What Interests do you have other than taxidermy?
My main interest outside taxidermy/natural history was fencing, from age 16 (a relatively late starter). I went on to gain 28 caps for Scotland, including two Commonwealth Championships, and was once Scottish Epee Champion and team captain many years ago!
My other main interest now, which in a way is relevant to taxidermy, is natural history photography. It’s very enjoyable to go for a walk with the camera and check up on the local wildlife, hopefully capturing images of anything interesting. I’ll also go further afield to get good images of mainly birds.
I am also involved with red squirrel conservation.
How have you seen taxidermy change?
The standard of work has risen steadily over the years in the UK and we should be proud of the part the Guild has played in this.
More information is also available from good books, the internet, instructional DVDs, courses run by taxidermists etc. Materials and forms are also much better than before
When I first found the Guild, taxidermy was all very traditional and the Guild was run by mostly museum taxidermists. The membership was probably around 90% male. Now there are hardly any museum taxidermists, the membership is much more diverse, as is the taxidermy and the majority of new members in recent years have been women.
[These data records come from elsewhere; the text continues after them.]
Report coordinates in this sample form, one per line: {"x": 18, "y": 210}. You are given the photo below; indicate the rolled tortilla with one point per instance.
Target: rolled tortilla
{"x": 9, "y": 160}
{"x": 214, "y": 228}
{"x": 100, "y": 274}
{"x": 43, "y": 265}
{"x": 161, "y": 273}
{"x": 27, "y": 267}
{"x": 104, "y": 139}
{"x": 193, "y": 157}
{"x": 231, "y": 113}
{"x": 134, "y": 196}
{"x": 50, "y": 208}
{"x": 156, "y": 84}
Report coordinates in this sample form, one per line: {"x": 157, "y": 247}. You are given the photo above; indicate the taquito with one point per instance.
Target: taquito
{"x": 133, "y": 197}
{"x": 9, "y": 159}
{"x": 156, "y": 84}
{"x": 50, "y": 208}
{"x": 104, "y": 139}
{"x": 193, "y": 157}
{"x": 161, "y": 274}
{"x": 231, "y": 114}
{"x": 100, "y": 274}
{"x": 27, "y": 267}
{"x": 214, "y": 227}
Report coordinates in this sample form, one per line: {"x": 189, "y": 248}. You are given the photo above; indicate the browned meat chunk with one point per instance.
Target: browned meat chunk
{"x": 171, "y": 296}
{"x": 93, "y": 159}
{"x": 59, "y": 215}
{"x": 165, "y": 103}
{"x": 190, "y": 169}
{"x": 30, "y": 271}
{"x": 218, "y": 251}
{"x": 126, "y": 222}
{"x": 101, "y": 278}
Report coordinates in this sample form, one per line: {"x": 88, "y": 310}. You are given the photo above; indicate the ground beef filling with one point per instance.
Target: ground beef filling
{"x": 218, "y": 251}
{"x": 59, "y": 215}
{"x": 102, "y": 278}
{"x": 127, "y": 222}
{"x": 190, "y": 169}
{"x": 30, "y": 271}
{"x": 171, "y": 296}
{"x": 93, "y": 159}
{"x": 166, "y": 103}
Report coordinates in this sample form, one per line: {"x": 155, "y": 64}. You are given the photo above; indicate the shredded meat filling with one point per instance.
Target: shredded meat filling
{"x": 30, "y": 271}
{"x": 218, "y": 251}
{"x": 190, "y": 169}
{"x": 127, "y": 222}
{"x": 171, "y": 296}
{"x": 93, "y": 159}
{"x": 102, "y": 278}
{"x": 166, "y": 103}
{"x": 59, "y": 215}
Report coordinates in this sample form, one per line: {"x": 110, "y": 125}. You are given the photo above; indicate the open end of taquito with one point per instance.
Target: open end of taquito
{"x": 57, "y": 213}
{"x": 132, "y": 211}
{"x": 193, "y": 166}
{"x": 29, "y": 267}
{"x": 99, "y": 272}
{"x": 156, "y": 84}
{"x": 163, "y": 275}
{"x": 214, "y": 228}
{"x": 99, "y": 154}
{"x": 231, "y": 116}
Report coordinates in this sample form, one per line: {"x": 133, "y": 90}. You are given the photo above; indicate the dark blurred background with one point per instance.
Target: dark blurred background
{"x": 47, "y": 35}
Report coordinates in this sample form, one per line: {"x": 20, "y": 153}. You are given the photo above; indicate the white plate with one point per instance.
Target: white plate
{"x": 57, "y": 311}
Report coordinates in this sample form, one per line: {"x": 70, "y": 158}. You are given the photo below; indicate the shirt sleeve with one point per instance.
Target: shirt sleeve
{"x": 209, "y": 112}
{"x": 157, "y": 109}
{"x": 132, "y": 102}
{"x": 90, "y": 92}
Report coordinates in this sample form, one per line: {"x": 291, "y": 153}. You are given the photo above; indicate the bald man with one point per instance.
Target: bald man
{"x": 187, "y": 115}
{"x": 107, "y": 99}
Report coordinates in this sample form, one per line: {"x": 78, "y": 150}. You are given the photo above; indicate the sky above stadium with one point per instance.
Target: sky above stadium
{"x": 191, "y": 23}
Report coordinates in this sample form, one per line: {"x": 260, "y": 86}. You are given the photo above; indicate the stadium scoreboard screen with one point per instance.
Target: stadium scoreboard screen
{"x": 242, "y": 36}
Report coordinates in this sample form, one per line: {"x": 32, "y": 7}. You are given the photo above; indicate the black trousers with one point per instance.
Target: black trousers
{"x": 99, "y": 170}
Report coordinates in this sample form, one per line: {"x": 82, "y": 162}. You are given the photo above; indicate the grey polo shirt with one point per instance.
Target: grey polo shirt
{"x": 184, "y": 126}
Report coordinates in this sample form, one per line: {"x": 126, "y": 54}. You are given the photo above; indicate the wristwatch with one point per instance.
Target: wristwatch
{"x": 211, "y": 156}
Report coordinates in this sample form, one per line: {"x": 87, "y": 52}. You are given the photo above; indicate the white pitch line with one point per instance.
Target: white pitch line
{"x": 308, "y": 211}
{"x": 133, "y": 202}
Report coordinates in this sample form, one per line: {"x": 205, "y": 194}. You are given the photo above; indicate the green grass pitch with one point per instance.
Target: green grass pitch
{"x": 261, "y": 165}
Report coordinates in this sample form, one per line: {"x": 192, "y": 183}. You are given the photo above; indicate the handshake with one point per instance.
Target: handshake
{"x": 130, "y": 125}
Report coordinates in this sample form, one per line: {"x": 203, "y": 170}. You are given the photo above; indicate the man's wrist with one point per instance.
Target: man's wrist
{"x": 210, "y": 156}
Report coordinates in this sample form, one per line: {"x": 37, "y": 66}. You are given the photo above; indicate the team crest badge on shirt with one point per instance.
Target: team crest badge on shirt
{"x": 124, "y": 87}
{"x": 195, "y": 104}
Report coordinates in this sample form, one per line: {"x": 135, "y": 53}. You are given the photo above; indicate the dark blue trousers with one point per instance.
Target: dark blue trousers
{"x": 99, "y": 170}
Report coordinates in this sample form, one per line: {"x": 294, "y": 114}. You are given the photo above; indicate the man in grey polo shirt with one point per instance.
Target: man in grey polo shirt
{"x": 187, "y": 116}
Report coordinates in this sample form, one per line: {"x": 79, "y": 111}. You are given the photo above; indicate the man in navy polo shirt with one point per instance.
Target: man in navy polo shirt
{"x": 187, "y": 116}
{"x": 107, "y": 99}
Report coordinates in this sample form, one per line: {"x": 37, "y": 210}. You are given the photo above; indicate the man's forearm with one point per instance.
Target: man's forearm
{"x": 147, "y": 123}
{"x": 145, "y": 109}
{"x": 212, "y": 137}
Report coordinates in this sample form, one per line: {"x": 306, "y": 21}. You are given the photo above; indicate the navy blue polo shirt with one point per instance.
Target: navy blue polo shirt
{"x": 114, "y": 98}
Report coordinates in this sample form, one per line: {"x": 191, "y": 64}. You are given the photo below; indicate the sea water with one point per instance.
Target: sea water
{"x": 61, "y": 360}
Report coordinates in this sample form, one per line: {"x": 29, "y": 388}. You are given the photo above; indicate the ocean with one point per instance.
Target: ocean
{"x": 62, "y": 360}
- Accredited Taxidermist (1995)
- Bird Specialist
- Mammal Mpecialist
Guild Committee Work
First joined the committee in 2010 until present day (2020), with a one year gap. Mostly helping where required and involved with competition/judging organisation.
Have done several lectures/talks over the years at conferences and seminars on things like making silicone moulds, casting rocks, using an airbrush, aspects of groundwork, World Show report etc.
I have been one of the judges on many occasions from 1996-2019.